Examples

Simplest Possible Example

This examples contains a detailed explanation of the simplest possible example. Many of the following examples will build of this one.

from cinfdata import Cinfdata
cinfdb = Cinfdata('stm312')
data = cinfdb.get_data(6688)
metadata = cinfdb.get_metadata(6688)
  • Line 1 imports the cinfdata module. For this to be possible, it must be in your Python path (which is the list of folders that Python can import from).

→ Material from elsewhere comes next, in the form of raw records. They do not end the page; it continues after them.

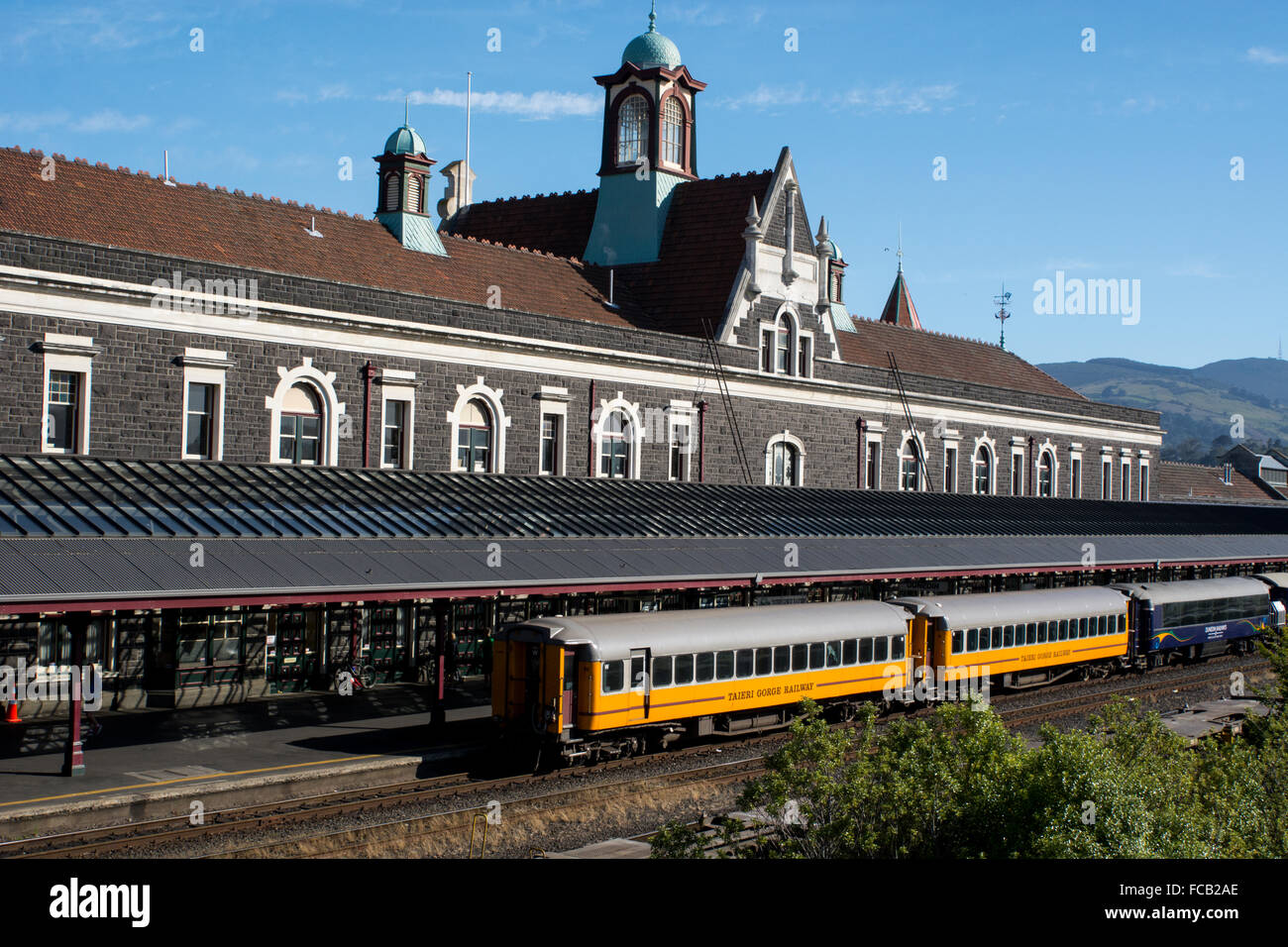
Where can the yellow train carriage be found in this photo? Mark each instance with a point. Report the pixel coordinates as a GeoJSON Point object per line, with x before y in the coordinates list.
{"type": "Point", "coordinates": [1018, 638]}
{"type": "Point", "coordinates": [604, 685]}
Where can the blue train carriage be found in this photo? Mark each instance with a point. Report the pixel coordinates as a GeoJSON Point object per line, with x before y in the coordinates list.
{"type": "Point", "coordinates": [1199, 617]}
{"type": "Point", "coordinates": [1017, 639]}
{"type": "Point", "coordinates": [1278, 582]}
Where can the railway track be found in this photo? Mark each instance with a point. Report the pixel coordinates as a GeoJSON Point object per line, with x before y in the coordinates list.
{"type": "Point", "coordinates": [146, 838]}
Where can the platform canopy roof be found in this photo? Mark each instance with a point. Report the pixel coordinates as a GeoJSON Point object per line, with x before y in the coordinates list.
{"type": "Point", "coordinates": [112, 534]}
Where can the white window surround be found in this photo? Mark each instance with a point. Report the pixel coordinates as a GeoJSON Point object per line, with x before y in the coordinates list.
{"type": "Point", "coordinates": [554, 401]}
{"type": "Point", "coordinates": [951, 474]}
{"type": "Point", "coordinates": [795, 351]}
{"type": "Point", "coordinates": [73, 354]}
{"type": "Point", "coordinates": [992, 460]}
{"type": "Point", "coordinates": [205, 368]}
{"type": "Point", "coordinates": [682, 414]}
{"type": "Point", "coordinates": [500, 420]}
{"type": "Point", "coordinates": [874, 437]}
{"type": "Point", "coordinates": [785, 438]}
{"type": "Point", "coordinates": [1076, 464]}
{"type": "Point", "coordinates": [905, 437]}
{"type": "Point", "coordinates": [632, 415]}
{"type": "Point", "coordinates": [1018, 464]}
{"type": "Point", "coordinates": [1055, 467]}
{"type": "Point", "coordinates": [322, 384]}
{"type": "Point", "coordinates": [398, 385]}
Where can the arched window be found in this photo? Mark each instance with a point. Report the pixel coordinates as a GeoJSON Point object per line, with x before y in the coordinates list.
{"type": "Point", "coordinates": [300, 428]}
{"type": "Point", "coordinates": [910, 466]}
{"type": "Point", "coordinates": [673, 132]}
{"type": "Point", "coordinates": [475, 438]}
{"type": "Point", "coordinates": [983, 471]}
{"type": "Point", "coordinates": [616, 440]}
{"type": "Point", "coordinates": [413, 193]}
{"type": "Point", "coordinates": [1046, 474]}
{"type": "Point", "coordinates": [632, 131]}
{"type": "Point", "coordinates": [785, 334]}
{"type": "Point", "coordinates": [785, 466]}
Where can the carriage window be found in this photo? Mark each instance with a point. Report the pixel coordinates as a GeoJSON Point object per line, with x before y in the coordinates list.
{"type": "Point", "coordinates": [782, 659]}
{"type": "Point", "coordinates": [684, 669]}
{"type": "Point", "coordinates": [815, 656]}
{"type": "Point", "coordinates": [662, 672]}
{"type": "Point", "coordinates": [800, 657]}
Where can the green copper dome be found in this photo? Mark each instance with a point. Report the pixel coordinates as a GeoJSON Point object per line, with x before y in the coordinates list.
{"type": "Point", "coordinates": [404, 141]}
{"type": "Point", "coordinates": [652, 50]}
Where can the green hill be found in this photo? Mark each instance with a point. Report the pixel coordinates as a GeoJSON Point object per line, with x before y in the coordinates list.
{"type": "Point", "coordinates": [1196, 403]}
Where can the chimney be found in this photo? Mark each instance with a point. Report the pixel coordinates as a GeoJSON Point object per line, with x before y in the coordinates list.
{"type": "Point", "coordinates": [456, 195]}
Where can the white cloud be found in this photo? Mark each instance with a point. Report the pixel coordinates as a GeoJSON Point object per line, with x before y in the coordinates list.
{"type": "Point", "coordinates": [111, 120]}
{"type": "Point", "coordinates": [765, 97]}
{"type": "Point", "coordinates": [33, 121]}
{"type": "Point", "coordinates": [537, 105]}
{"type": "Point", "coordinates": [896, 98]}
{"type": "Point", "coordinates": [1266, 56]}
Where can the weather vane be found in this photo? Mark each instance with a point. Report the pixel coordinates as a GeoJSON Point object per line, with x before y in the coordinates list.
{"type": "Point", "coordinates": [1003, 313]}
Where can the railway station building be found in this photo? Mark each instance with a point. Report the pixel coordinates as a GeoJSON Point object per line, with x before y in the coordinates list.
{"type": "Point", "coordinates": [338, 415]}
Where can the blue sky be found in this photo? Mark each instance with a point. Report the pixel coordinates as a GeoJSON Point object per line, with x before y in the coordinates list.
{"type": "Point", "coordinates": [1113, 163]}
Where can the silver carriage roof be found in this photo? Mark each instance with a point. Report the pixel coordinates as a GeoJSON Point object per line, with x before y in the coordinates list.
{"type": "Point", "coordinates": [1017, 607]}
{"type": "Point", "coordinates": [1193, 589]}
{"type": "Point", "coordinates": [610, 637]}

The simplest way to do that is to simple drop the cinfdata.py file in the same folder as your data treatment script.

  • Line 2 makes a Cinfdata database client object, abbreviated cinfdb[1]. The only mandatory argument to the Cinfdata class is the codename of the setup in this case ‘stm312’.

  • Line 3 fetches the data …

    array([[  1.56250000e-02,   2.09650000e-13],
           [  3.12500000e-02,   1.86725000e-13],
           [  4.68750000e-02,   1.58958000e-13],
           ...,
           [  9.99687500e+01,   7.48633000e-14],
           [  9.99843750e+01,   6.37814000e-14],
           [  1.00000000e+02,   7.38152000e-14]])
    
  • Line 4 fetches the metadata as a dictionary …

    {'Comment': 'Chamber background,P=9.7E-11torr', 'pass_energy': None, 'pre_wait_time': None,
     'timestep': None, 'year': None, 'file_name': None, 'preamp_range': 0, 'project': None,
     'number_of_scans': None, 'mass_label': 'Mass Scan', 'actual_mass': None,
     'SEM_voltage': 2200.0, u'unixtime': 1418807588L,
     'time': datetime.datetime(2014, 12, 17, 10, 13, 8), 'excitation_energy': None, 'type': 4L,
     'id': 6688L, 'name': None}
    

Simple Example with Plot

Code

To make a plot that uses e.g. the comment fielde of the metadata as the title, Simplest Possible Example can be expanded into:

from cinfdata import Cinfdata
from matplotlib import pyplot as plt

db = Cinfdata('stm312')
spectrum = db.get_data(6688)
metadata = db.get_metadata(6688)

plt.plot(spectrum[:, 0], spectrum[:, 1])
plt.title(metadata['Comment'])
plt.show()

Note

The data comes out the same way in would if it was fetched directly from the database i.e. with x and y being two columns in a numpy array, so they are retrieved individually with the [:, 0] syntax

Simple Example Using the Cache

Code

To enable caching of the database results (which is disabled by default) simply instantiate the Cinfdata object with use_caching=True:

from cinfdata import Cinfdata

db = Cinfdata('stm312', use_caching=True)
spectrum = db.get_data(6688)
metadata = db.get_metadata(6688)

Except from the instantiation argument, the usage is exactly the same. If the folder of the cinfdata.py file, there will now be a cache folder with the following content:

cache
└── stm312
    ├── data
    │   └── 6688.npy
    └── infoitem.pickle

A folder for each of the setups being used (stm312 in this case). Under that, there is the data folder, that contains one file (named meaurement_id.npy[2]) for each data set and there is the infoitem.pickle ([#pickle]) that contains all the metadata.

Important

Due to the use of native data saving functionality and the use of pickle, the cache cannot be used across different operating systems or Pythons versions. Only use on one machine and one Python version. If you need to switch machines or Python version you shoule reset the cache.

To reset the cache simply delete the cache folder.

Footnotes

[1]In general, Python users are encouraged to make descriptive variable names, which often means that they should be written fully out to make the code easier to read. However, it is “allowed” to make a few very short variables, if they are used extremely often (like it is often done with Numpy as np, Pyplot as plt etc.). Besides, cinfdb, is close to readable, ‘db’ is a common abbreaviation for database and all readers should know what Cinf is.
[2]npy is numpys own save format for arrays. It it very efficient because it contains just a small header, that contains the array dimensions and the data type and then just the raw bytes that describes the numbers.
[3]pickle is Python serialization format for serialization of (almost) arbitrary arguments. The format is not guarantied to be preserved across Python version, which is one of the reasons that the cache should not be used across Python versions.